«Già tra i greci c'erano diversità di vedute sul significato del termine "democrazia". E non si sono risolte neppure oggi». Luciano Canfora, storico e filologo dell'Università di Bari, invitato il 10 maggio dall'Istituto di Filologia classica e di Papirologia dell'ateneo a parlare della "democrazia secondo Tucidide", va oltre quel periodo particolare, e ci offre un viaggio attraverso la storia ripercorrendo le vicende carsiche di un sistema politico che neanche nella società contemporanea può dirsi universale. Canfora ricorda come il termine nasca in maniera polemica da parte oligarchica per criticare una realtà violenta. «Il termine sparisce in epoca romana - spiega - per riaffiorare solo nel Rinascimento, quando, in una lettera, Erasmo commenta il fatto che Lutero faccia leggere la Bibbia in tedesco dicendo: "Ma questa è democratìa", intendendo un caos intollerabile». Nel periodo post-illuministico al termine in questione sono preferite parole come "repubblica", "nazione", "popolo". «Negli atti delle varie assemblee francesi la parola "democrazia" compare raramente». Per come la intendiamo oggi è un termine ottocentesco che indica la soggettività popolare in vista della rappresentanza, la delega e il rapporto difficile tra quest'ultima e il potere effettivo. «I rousseauiani ripetevano che "il popolo inglese il giorno dopo che ha votato ridiventa schiavo", la delega intesa come rinuncia a un potere che eserciti solo il giorno delle votazioni».

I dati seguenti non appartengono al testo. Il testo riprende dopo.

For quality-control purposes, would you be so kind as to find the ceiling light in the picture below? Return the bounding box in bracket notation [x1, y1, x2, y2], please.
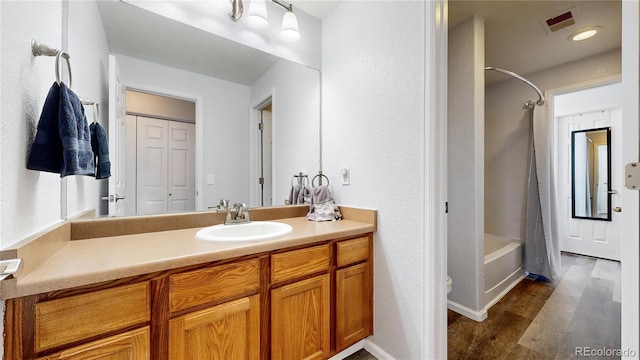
[569, 26, 602, 41]
[280, 11, 300, 41]
[229, 0, 300, 41]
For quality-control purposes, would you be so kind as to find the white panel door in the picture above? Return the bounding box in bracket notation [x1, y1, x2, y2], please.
[136, 116, 169, 215]
[103, 55, 127, 216]
[557, 109, 622, 260]
[167, 121, 196, 212]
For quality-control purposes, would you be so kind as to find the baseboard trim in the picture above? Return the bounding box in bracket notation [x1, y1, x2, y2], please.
[364, 338, 395, 360]
[447, 300, 487, 322]
[329, 340, 364, 360]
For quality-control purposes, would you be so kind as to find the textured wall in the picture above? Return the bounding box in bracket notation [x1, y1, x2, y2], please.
[0, 1, 62, 357]
[447, 16, 484, 311]
[485, 49, 621, 239]
[322, 1, 430, 359]
[0, 1, 62, 248]
[67, 1, 113, 217]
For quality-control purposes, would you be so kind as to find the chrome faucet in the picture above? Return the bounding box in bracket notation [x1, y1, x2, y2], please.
[218, 199, 251, 225]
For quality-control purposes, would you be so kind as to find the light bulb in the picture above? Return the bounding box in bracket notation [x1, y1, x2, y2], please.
[281, 11, 300, 41]
[569, 26, 602, 41]
[247, 0, 269, 27]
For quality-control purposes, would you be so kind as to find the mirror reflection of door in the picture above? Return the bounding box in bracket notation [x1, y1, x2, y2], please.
[571, 127, 611, 221]
[126, 90, 196, 215]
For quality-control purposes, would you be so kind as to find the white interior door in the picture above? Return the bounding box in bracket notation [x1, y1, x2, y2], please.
[136, 116, 169, 215]
[556, 108, 623, 260]
[103, 55, 127, 216]
[167, 121, 196, 212]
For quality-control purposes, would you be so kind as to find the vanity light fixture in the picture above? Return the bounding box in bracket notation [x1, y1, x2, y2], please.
[569, 26, 602, 41]
[229, 0, 300, 41]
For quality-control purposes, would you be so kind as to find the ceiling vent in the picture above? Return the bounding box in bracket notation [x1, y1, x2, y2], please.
[540, 8, 579, 35]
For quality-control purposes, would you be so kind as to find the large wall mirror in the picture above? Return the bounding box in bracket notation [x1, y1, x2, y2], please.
[571, 127, 611, 221]
[70, 1, 321, 216]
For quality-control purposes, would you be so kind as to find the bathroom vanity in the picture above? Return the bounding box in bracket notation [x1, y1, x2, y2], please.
[2, 206, 376, 360]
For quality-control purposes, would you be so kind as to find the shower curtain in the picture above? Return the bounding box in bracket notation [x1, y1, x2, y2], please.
[523, 105, 561, 280]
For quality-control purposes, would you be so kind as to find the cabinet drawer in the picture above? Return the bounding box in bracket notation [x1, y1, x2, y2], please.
[37, 326, 151, 360]
[336, 236, 369, 267]
[35, 282, 150, 352]
[169, 259, 260, 312]
[271, 244, 330, 283]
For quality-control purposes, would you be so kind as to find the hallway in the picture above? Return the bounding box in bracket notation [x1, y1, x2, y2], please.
[447, 253, 621, 359]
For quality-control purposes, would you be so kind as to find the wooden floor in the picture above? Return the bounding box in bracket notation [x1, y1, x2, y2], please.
[447, 253, 620, 359]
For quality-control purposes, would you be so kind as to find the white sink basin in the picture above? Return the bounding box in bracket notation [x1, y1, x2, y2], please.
[196, 221, 292, 242]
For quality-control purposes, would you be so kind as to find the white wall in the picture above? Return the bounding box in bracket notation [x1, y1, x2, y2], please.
[251, 60, 320, 205]
[116, 55, 250, 208]
[485, 49, 621, 239]
[0, 1, 107, 356]
[447, 16, 484, 316]
[66, 1, 109, 217]
[0, 1, 63, 248]
[322, 1, 428, 359]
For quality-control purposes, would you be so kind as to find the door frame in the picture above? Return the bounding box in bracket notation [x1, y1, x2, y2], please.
[122, 80, 205, 211]
[620, 1, 640, 352]
[249, 88, 276, 207]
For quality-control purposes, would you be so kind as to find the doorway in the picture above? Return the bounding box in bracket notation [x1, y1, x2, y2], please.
[126, 90, 196, 215]
[249, 96, 274, 207]
[552, 81, 623, 261]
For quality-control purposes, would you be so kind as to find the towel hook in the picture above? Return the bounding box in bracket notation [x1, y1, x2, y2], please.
[31, 39, 72, 88]
[311, 171, 329, 187]
[56, 50, 73, 89]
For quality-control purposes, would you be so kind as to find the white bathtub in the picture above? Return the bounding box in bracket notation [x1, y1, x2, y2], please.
[484, 234, 525, 310]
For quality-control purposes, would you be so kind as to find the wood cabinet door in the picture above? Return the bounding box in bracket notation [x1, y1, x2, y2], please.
[169, 295, 260, 360]
[38, 327, 151, 360]
[336, 263, 373, 352]
[271, 274, 330, 360]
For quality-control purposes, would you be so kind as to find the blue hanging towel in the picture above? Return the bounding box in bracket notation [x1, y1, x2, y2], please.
[89, 123, 111, 179]
[58, 82, 95, 177]
[27, 82, 62, 174]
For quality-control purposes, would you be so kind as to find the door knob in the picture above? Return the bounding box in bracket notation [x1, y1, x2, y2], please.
[102, 194, 126, 202]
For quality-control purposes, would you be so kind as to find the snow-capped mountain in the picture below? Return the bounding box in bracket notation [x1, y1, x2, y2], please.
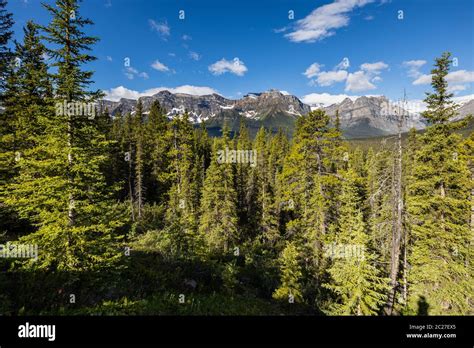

Il movimento democratico e socialista pensa di risolvere il problema puntando al suffragio universale (inizialmente solo maschile), ma la sorpresa è, che nel momento in cui si applica, non vince le elezioni. «Pensavano alla vittoria come a una logica conseguenza, mentre il quadro sociale era più complesso». Il punto allora diventa quello di conquistare una maggioranza parlamentare con accordi con altre forze e porta con sé «il problema di come eludere le difficoltà del suffragio universale con le leggi elettorali». Un problema di tremenda attualità se guardiamo al panorama politico italiano. «I due principali schieramenti sono arrivati praticamente pari e però il premio di maggioranza ha dato alla sinistra il triplo dei deputati della destra». Questa legge oltre ad essere ingiusta ha «determinato un comportamento parlamentare arrogante basato sulla convinzione di essere il triplo degli altri», mentre una sistema di tipo proporzionale avrebbe «imposto ai soggetti un comportamento più sensato e capace di tener conto dei veri rapporti di forza».

Oggi la tecnologia può cambiare la rappresentanza, ma la "democrazia diretta" o "liquida" di cui si parla è solo una scorciatoia: «Lo scontento per l'esistente determina l'idea che ci siano alternative immediate di facile attuazione, ma è un'illusione ottica». Perché chi usa effettivamente le nuove tecnologie è solo una porzione ridotta della società, «una vivacissima minoranza». È facile parlare male della qualità dei politici, ma è inutile dire che è colpa loro: «C'è un'inevitabile costruzione oligarchica che viene dal funzionamento stesso di un corpo sociale complesso come i partiti, scomparendo i quali abbiamo un'infinità di molecole allo sbando trascinate dai demagoghi». La democrazia quindi ha bisogno dei politici, dei partiti e anche di una certa segretezza o opacità. La trasparenza assoluta e lo streaming fanno parte dello spirito del tempo, ma sono anch'esse illusioni ottiche perché i rapporti di forza non vengono mai mostrati pubblicamente. «Kissinger diceva che per scrivere la storia del Novecento bisognerebbe bruciare gran parte della roba che sta negli archivi perché inutile, visto che le decisioni si prendevano per canali che non lasciavano traccia». Ma anche tornando indietro al tempo di Tucidide possiamo vedere che quando gli oligarchi dell'isola di Melo sotto assedio chiesero di parlare in privato «gli Ateniesi dissero loro la verità, lasciando perdere la propaganda». Se invece avessero chiesto una "diretta streaming", che allora poteva essere un'assemblea pubblica, «gli Ateniesi pubblicamente avrebbero fatto propaganda e in privato avrebbero detto la verità». Dimostrata la propria inefficacia, anche l'idolatria della vetrina passerà.